How do I debug an MPI program?
As someone else said, TotalView is the standard for this. But it will cost you an arm and a leg.
The OpenMPI site has a great FAQ on MPI debugging. Item #6 in the FAQ describes how to attach GDB to MPI processes. Read the whole thing, there are some great tips.
If you find that you have far too many processes to keep track of, though, check out Stack Trace Analysis Tool (STAT). We use this at Livermore to collect stack traces from potentially hundreds of thousands of running processes and to represent them intelligently to users. It's not a full-featured debugger (a full-featured debugger would never scale to 208k cores), but it will tell you which groups of processes are doing the same thing. You can then step through a representative from each group in a standard debugger.
Many of the posts here are about GDB, but don't mention how to attach to a process from startup. Obviously, you can attach to all processes:
mpiexec -n X gdb ./a.out
But that is wildly ineffective since you'll have to bounce around to start up all of your processes.
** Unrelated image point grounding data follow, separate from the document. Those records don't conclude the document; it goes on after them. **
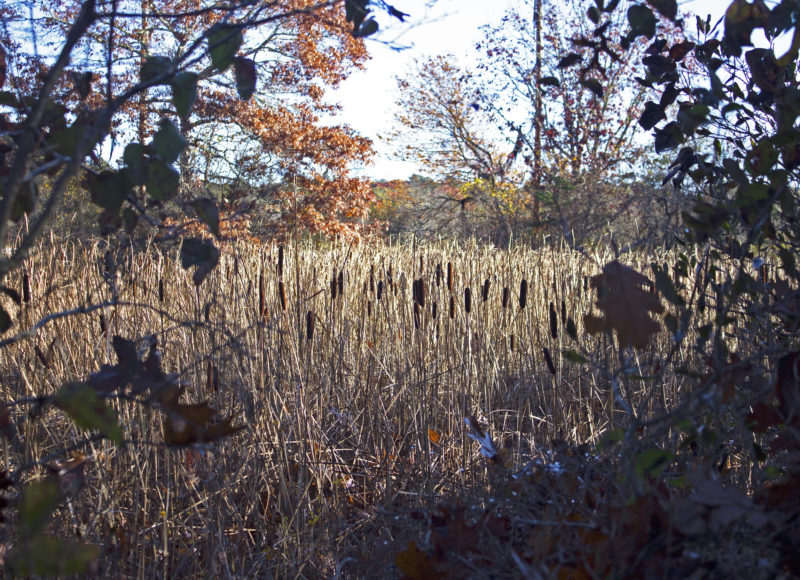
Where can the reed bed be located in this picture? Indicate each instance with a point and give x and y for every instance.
(352, 368)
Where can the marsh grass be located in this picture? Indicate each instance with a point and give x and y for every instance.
(351, 391)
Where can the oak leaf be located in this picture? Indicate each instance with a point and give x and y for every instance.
(625, 304)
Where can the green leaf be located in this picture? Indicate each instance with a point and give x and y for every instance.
(11, 293)
(642, 21)
(224, 41)
(668, 8)
(594, 86)
(652, 115)
(668, 137)
(651, 462)
(51, 557)
(208, 212)
(184, 93)
(200, 253)
(39, 501)
(665, 286)
(88, 410)
(162, 180)
(367, 28)
(109, 188)
(245, 72)
(5, 320)
(168, 141)
(154, 67)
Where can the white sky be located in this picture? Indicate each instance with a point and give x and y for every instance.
(440, 27)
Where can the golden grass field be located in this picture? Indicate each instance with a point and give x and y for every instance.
(346, 432)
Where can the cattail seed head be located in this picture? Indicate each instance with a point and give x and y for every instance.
(310, 326)
(572, 331)
(282, 294)
(418, 291)
(549, 360)
(26, 288)
(450, 276)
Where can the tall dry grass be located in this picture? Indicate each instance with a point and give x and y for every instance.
(352, 369)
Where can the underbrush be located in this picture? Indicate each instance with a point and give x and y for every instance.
(351, 371)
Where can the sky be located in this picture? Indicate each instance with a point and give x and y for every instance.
(433, 28)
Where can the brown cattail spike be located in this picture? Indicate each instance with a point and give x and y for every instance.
(572, 331)
(282, 294)
(450, 276)
(26, 288)
(310, 326)
(549, 360)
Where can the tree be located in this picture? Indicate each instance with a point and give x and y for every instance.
(55, 122)
(445, 129)
(235, 132)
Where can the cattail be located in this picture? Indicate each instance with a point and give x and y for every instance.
(450, 276)
(262, 299)
(572, 331)
(26, 288)
(310, 326)
(41, 356)
(549, 360)
(212, 377)
(418, 291)
(282, 294)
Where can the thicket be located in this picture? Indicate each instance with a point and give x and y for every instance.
(641, 420)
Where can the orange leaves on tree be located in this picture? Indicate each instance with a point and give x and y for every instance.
(625, 304)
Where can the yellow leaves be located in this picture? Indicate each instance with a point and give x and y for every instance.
(625, 304)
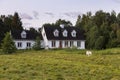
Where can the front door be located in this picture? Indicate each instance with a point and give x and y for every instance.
(60, 45)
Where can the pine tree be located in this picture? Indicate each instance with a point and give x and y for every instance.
(37, 44)
(8, 45)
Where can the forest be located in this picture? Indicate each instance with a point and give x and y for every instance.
(101, 29)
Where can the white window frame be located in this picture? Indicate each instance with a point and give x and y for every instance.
(28, 44)
(23, 34)
(65, 33)
(73, 33)
(19, 44)
(53, 44)
(78, 43)
(56, 33)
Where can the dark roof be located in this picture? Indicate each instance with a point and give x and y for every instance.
(29, 35)
(49, 33)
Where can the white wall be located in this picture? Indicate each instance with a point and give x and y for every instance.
(24, 43)
(57, 45)
(82, 44)
(44, 38)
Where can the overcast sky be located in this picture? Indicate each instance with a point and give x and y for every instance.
(37, 12)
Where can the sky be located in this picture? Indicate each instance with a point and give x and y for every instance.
(35, 13)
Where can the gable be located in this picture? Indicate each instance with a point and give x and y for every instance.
(19, 35)
(70, 30)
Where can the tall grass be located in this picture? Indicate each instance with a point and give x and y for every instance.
(64, 64)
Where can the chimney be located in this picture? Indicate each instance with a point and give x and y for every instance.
(62, 25)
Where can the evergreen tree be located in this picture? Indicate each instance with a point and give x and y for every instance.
(8, 45)
(16, 22)
(37, 45)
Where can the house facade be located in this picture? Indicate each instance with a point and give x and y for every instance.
(62, 37)
(51, 37)
(24, 39)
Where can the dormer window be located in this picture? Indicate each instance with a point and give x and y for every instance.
(73, 33)
(65, 33)
(23, 34)
(56, 33)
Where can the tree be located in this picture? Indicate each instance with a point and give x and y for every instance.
(8, 45)
(16, 22)
(37, 45)
(99, 44)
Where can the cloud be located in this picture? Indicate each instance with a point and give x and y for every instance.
(25, 16)
(36, 14)
(116, 1)
(72, 14)
(50, 14)
(26, 24)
If you just want to debug one (or a small number of) MPI process, you can add that as a separate executable on the command line using the :
operator:
mpiexec -n 1 gdb ./a.out : -n X-1 ./a.out
Now only one of your processes will get GDB.
I have found gdb quite useful. I use it as
mpirun -np <NP> xterm -e gdb ./program
This the launches xterm windows in which I can do
run <arg1> <arg2> ... <argN>
usually works fine
You can also package these commands together using:
mpirun -n <NP> xterm -hold -e gdb -ex run --args ./program [arg1] [arg2] [...]